Strengths: The novelty of the task and its potential usage in downstream tasks such as scene understanding are apparent. The method is simple and straightforward, which I consider a strength given that the goal of the paper is to essentially build a edge-detection module that can be plugged into a variety of downstream tasks. The experiments are convincing in showing that a learned edge detector is superior to previous non-learning based geometric methods. Moreover, generalization to new object categories, which is commonly a disadvantage of learning-based methods compared to non-learning methods, is not a big issue for this method. Code and data are available and easy to read.
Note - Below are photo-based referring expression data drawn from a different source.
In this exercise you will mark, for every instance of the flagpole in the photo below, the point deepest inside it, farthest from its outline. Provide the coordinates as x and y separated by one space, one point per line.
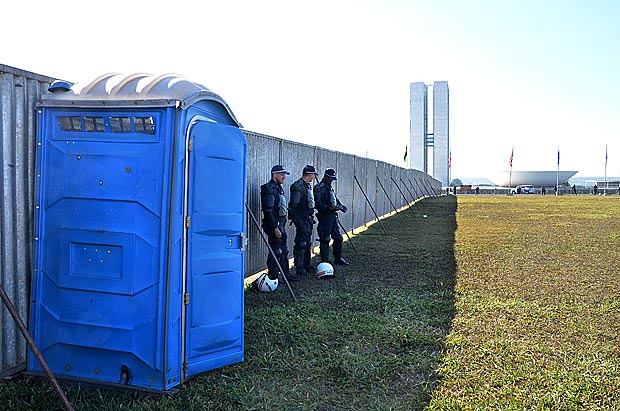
510 174
605 189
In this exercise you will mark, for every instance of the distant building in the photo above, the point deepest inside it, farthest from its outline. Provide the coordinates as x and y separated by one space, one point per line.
420 137
535 178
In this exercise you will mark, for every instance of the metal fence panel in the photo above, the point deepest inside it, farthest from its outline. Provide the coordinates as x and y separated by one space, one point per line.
263 153
19 91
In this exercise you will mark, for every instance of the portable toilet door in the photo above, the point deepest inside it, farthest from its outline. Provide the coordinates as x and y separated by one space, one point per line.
215 225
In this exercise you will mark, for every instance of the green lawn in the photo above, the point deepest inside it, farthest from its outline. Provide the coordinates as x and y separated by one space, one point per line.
494 302
538 305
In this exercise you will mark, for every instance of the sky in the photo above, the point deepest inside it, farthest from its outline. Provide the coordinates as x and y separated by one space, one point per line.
533 76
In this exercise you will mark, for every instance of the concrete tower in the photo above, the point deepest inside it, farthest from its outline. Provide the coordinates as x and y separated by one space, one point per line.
439 139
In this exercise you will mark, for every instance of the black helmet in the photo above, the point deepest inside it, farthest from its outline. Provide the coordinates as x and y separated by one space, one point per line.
331 173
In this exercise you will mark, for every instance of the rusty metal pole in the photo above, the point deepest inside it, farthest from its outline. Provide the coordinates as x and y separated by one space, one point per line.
403 194
35 350
347 234
370 204
388 197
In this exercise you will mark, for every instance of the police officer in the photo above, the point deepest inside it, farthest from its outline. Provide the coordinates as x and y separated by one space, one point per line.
327 206
273 204
301 213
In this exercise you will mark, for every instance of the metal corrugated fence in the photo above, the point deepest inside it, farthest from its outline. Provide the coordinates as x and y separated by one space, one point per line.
19 90
387 187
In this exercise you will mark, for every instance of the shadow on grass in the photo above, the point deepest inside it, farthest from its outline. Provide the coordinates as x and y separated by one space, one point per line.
371 338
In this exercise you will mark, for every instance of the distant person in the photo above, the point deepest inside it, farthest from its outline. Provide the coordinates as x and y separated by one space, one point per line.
327 205
275 210
301 213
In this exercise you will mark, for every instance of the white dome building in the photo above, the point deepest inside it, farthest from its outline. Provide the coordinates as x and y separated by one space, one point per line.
535 178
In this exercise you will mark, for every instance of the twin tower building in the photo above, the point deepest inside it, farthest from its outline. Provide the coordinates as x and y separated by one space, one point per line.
428 143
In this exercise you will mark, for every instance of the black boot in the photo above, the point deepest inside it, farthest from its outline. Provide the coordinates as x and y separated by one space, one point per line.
324 250
298 258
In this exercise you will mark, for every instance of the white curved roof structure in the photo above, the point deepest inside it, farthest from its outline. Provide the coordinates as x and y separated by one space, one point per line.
139 89
535 178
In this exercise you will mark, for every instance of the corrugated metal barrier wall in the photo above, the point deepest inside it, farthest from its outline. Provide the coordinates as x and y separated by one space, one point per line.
386 186
19 90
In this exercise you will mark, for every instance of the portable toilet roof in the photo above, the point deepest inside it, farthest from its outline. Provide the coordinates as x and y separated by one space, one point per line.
139 89
139 232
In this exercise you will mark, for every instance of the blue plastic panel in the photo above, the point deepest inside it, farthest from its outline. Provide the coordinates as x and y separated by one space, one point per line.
98 298
214 316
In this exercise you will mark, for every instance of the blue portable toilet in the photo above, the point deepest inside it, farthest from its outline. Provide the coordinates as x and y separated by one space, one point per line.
139 242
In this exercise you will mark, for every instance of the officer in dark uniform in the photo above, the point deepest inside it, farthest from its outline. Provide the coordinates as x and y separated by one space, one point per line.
327 206
273 204
301 213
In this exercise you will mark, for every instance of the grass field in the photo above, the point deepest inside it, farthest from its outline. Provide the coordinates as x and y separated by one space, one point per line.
496 302
538 306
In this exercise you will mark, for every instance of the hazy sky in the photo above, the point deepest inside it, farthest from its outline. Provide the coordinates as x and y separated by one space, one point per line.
536 75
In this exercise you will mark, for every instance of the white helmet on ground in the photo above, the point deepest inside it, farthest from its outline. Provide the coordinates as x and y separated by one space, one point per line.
266 284
324 270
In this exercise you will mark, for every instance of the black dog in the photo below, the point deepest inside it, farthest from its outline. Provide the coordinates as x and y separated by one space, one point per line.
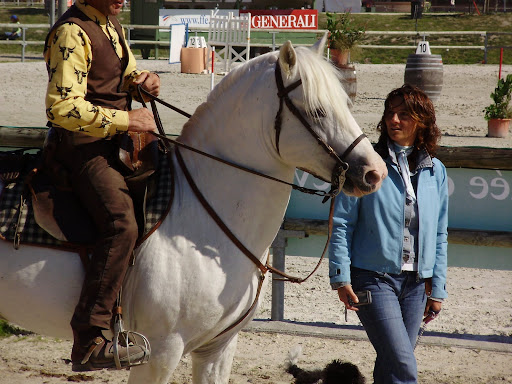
335 372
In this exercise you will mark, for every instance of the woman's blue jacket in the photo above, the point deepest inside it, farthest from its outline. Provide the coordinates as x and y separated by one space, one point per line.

Weaknesses: Based on the code, it seems that the point segmentation and edge proposal module are trained separately. Please make this clear in the main text. As pointed out by other reviewers, the central contribution of this paper would be of use towards the graphics/vision commuity rather than the machine learning community. However, I still believe that the paper is worthy of acceptance at Neurips.

Correctness: Experiments are thorough and convincing.

Clarity: Yes

Relation to Prior Work: Yes

Reproducibility: Yes

Additional Feedback: Is there a reason an end-to-end method wasn't used (i.e. one stage of training)? After reading the rebuttal and discusion with reviewers, I maintain that the topic of this paper is suitable for publication at Neurips and the quality is well above the publication threshold.